Research
Our research is currently divided in four main topics:
Database Dependability
With a strong background in fault-tolerant agreement and group communication protocols the natural application of the team’s knowledge in databases was research to improve databases dependability. Some years ago, the team coordinated the GORDA project on scalable relational database replication that involved the extension of several open source relational databases to be integrated in a scalable replication middleware. In this project we develop the ESCADA Toolkit and GAPI tools. We also coordinated a national research project, ReD, proposing a new approach that combines the benefits of the two distinct approaches for database server scalability and dependability: shared nothing and shared storage clusters. ReD runs shared nothing server software on a shared storage cluster, while also tolerating byzantine failures.
More recently, in the context of the CloudDB Appliance the team is involved in tasks related to the load balancing and fault-tolerance of database requests and the orchestration/deployment of database components.
Large Scale Data Processing
The work on large scale data processing is focused in developing new solutions to fit current demands in cloud based database solutions. These leverage the scalability and elastic capabilities of this programming model to serve both larger user domains and disruptive data volumes. The developed systems span from middleware solutions either to complement or to fully provide processing semantics over already existing systems or full query engines that incorporate the developed techniques.
In the Stratus project we research on the trade-off of early NoSQL databases, defining a two-layer architecture that allows to provide additional consistency guarantees and higher level data processing primitives that ease the migration from relational DBMS. Stratus led to the design and development of two main tools: DataDroplets and DataFlasks. DataDroplets is a flexible, efficient, dependable and fully decentralized key-value store for the management of data in a Cloud environment while DataFlasks is an epidemic store for massive scale systems. Recent work on DataFlasks achieved totally ordered replication for massive scale key-value stores.
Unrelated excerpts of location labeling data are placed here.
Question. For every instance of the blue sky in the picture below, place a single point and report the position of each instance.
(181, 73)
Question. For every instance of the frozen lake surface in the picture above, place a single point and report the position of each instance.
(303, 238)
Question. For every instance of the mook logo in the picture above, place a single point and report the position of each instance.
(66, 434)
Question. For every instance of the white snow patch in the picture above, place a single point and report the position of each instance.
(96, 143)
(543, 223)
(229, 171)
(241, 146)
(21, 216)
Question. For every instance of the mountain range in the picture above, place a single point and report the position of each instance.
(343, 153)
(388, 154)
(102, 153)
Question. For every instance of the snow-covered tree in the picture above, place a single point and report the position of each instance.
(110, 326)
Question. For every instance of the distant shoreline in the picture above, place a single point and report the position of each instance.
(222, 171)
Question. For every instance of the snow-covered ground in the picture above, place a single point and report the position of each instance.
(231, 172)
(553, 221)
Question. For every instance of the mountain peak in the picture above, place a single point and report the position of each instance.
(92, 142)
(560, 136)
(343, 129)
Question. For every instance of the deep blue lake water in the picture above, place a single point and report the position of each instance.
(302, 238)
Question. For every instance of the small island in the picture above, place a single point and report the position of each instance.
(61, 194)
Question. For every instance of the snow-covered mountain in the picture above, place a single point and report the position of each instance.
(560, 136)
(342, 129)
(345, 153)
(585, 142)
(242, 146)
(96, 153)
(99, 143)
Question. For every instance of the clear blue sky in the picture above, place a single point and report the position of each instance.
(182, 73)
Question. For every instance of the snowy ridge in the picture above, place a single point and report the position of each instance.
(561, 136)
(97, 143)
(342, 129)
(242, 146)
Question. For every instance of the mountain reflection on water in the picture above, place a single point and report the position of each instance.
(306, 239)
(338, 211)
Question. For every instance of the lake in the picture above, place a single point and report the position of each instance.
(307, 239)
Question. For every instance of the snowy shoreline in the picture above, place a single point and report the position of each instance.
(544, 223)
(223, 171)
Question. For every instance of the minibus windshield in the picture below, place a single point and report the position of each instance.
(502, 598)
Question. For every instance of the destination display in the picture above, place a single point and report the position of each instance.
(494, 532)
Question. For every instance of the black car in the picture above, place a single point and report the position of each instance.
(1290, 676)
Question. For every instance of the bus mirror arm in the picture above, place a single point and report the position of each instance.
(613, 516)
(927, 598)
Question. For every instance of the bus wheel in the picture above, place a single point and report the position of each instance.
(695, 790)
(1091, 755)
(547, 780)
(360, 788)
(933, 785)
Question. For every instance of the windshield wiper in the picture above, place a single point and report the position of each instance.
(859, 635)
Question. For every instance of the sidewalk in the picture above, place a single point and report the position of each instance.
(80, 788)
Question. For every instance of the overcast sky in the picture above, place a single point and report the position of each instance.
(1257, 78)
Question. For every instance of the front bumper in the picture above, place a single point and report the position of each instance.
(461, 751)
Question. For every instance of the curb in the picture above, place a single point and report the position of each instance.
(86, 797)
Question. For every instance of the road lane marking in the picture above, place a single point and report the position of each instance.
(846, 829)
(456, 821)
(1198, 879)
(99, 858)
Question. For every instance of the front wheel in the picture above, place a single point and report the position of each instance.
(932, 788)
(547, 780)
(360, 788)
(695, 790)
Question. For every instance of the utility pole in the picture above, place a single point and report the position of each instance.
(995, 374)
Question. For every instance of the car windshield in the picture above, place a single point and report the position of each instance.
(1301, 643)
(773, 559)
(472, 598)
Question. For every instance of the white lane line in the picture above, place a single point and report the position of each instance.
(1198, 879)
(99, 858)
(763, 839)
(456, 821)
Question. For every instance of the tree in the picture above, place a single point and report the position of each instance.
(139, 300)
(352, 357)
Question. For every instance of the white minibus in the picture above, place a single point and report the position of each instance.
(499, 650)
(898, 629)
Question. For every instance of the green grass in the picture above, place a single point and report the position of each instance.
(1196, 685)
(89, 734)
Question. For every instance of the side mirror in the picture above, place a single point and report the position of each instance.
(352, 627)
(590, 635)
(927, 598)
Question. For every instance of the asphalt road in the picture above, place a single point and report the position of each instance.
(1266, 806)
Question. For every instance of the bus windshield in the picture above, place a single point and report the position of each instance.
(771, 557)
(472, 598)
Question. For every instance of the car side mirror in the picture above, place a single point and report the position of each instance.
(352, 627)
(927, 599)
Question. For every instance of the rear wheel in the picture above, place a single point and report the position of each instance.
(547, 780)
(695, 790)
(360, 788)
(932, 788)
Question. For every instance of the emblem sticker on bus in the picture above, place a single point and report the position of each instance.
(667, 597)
Data management is moving from traditional relational and transactional database management systems (i.e., SQL) to a variety of systems that address different aspects of big data challenges (i.e., NoSQL). The gap between both systems makes it harder to develop and operate new applications, and forces developers to cope with multiple tools in a single application. In the CumuloNimbo, CoherentPaaS and LeanBigData research projects we had been researching on bridging the gap between SQL and NoSQL technologies without compromising scalability or flexibility. In CumuloNimbo’s we designed and developed the query engine layer that is responsible for taking an SQL query and generating an efficient execution plan for the query, to be executed over the NoSQL storage layer. In CoherentPaaS we had research on data lakes support in SQL query engines to ingest data from external stores, such as Hadoop files, MongoDB, Neo4J, and data generated from or transformed with embedded scripting languages. In LeanBigData we defined novel strategies for parallel Hybrid transaction/analytical processing (HTAP) engines for real time analytical queries, enabling several workers to split and share query execution. More recently, we had research on extending this parallel engine for the parallel execution of analytical window functions queries. In order to commercially explore key results of those three projects, in 2015 the LeanXcale startup was born with former and current members of this team. In RADicalize we are leveraging polyglot research done in the CoherentPaaS project in order to enable developers using a low code platform to interact with different NoSQL data sources through the platform’s unified visual query model.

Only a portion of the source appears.